What can convey a more exalted idea of human daring and fortitude, than the boldness with which man rushes forth to encounter the storms and waves of those two mighty elements, the air and ocean? What can speak louder in praise of human ingenuity, than the wonderful art by which he is enabled to boldly steer from the land until it fades in the horizon, and nothing is to be seen but the heavenly concave above and a watery waste around him ?
So asks Charles Ellms in the preface to The Tragedy of the Seas, a book which, as its title suggests, is dedicated to the times when such waterborne adventures go wrong — a colourful compendium of thirty-seven nautical catastrophes that took place in bodies of water around the world between 1803 and 1840. We read of ships wrecked on coral reefs, capsized in hurricanes, and reduced to cinders after lightning strikes. The celebrated French navigator De Blosseville sails on a voyage of discovery to the Arctic Ocean never to return. A steamer violently explodes on the Ohio River killing dozens. The most fatal involves 116 starving passengers freezing to death on the barque Mexico after it was stranded off Long Island in January 1837. There is enough pulsating action, compelling characterisation, and technical information in the book’s 432 pages to keep your average deckhand entertained for an entire Atlantic crossing.
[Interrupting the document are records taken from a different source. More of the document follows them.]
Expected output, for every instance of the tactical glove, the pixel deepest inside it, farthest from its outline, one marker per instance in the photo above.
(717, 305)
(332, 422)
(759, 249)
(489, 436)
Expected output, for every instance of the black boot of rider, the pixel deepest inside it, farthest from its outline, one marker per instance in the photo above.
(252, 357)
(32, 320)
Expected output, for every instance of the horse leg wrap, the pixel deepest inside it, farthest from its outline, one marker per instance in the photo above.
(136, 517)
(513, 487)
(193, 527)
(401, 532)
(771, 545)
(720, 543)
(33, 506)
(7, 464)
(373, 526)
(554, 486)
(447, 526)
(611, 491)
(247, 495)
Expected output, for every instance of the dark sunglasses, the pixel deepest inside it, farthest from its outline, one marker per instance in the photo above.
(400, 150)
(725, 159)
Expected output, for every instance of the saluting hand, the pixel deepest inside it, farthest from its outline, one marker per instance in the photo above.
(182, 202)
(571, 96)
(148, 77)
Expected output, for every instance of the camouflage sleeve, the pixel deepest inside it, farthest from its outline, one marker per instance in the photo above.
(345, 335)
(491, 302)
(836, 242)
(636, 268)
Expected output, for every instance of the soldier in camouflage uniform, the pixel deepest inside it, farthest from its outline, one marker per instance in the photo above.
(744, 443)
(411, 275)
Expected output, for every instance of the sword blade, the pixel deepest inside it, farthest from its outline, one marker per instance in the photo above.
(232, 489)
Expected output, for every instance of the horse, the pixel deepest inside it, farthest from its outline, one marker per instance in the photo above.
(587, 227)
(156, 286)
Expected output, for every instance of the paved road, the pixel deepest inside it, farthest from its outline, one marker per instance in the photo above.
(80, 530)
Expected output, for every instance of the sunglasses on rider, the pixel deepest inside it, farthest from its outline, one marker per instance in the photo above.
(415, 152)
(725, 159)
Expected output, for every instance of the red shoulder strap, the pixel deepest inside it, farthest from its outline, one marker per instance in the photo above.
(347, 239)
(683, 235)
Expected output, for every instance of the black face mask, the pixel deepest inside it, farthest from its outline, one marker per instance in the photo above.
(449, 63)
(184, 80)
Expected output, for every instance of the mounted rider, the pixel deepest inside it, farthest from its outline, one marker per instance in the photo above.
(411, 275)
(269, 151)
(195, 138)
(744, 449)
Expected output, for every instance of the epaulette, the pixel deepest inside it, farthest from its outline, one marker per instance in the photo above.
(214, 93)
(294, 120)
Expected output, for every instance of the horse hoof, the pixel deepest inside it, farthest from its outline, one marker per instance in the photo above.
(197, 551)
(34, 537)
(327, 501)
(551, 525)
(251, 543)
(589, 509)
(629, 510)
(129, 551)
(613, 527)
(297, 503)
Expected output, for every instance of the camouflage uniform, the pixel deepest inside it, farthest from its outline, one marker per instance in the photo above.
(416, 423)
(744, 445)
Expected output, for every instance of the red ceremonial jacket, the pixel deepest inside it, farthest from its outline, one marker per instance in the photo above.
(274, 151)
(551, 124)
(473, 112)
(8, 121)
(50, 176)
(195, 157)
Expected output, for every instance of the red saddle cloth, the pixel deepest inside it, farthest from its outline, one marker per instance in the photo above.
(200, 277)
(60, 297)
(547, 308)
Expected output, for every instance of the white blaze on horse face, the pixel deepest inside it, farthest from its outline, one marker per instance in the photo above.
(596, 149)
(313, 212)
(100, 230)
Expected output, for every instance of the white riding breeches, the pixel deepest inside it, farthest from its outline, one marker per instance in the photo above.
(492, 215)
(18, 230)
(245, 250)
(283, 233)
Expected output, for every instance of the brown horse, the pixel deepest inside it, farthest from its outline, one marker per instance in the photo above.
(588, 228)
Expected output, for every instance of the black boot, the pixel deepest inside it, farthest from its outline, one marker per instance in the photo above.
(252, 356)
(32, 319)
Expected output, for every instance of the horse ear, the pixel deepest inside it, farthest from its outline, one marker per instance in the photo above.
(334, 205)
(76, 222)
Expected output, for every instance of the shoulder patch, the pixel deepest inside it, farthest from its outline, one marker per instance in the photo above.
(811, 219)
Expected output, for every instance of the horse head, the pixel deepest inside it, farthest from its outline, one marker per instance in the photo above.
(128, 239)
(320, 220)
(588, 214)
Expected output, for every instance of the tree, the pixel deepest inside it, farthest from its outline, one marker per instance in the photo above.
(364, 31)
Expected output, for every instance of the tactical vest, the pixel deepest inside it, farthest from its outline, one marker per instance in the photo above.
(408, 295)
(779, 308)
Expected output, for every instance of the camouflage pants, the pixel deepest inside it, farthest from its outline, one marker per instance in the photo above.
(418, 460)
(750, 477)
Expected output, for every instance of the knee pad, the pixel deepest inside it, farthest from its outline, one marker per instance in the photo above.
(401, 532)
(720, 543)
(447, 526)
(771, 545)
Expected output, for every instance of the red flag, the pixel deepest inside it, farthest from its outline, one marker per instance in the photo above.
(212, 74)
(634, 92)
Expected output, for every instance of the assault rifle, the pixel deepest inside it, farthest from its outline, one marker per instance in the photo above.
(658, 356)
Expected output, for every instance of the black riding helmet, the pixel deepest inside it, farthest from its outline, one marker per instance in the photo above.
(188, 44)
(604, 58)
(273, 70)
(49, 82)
The writer of the book, Charles Ellms, was a Boston stationer and author of three other popular adventure books including The Pirates Own Book (1837) and Robinson Crusoe’s Own Book (1842). In his introduction to The Tragedy of the Seas Ellms declares that “The Narratives that follow are plain, true, and unvarnished; and if the hand that guided the rudder in the hour of misfortune was prevented, by the physical elements, from steering a correct course, nothing has prevented truth, that moral magnet of the mind, from invariably guiding the survivor in his narration.” Some modern readers are less certain than Ellms about his magnetic relationship to truth. Boyd Childress, writing for Williams College, Connecticut, believes he was never shy of embellishment: “It is difficult to determine where accuracy ends and Ellms begins.”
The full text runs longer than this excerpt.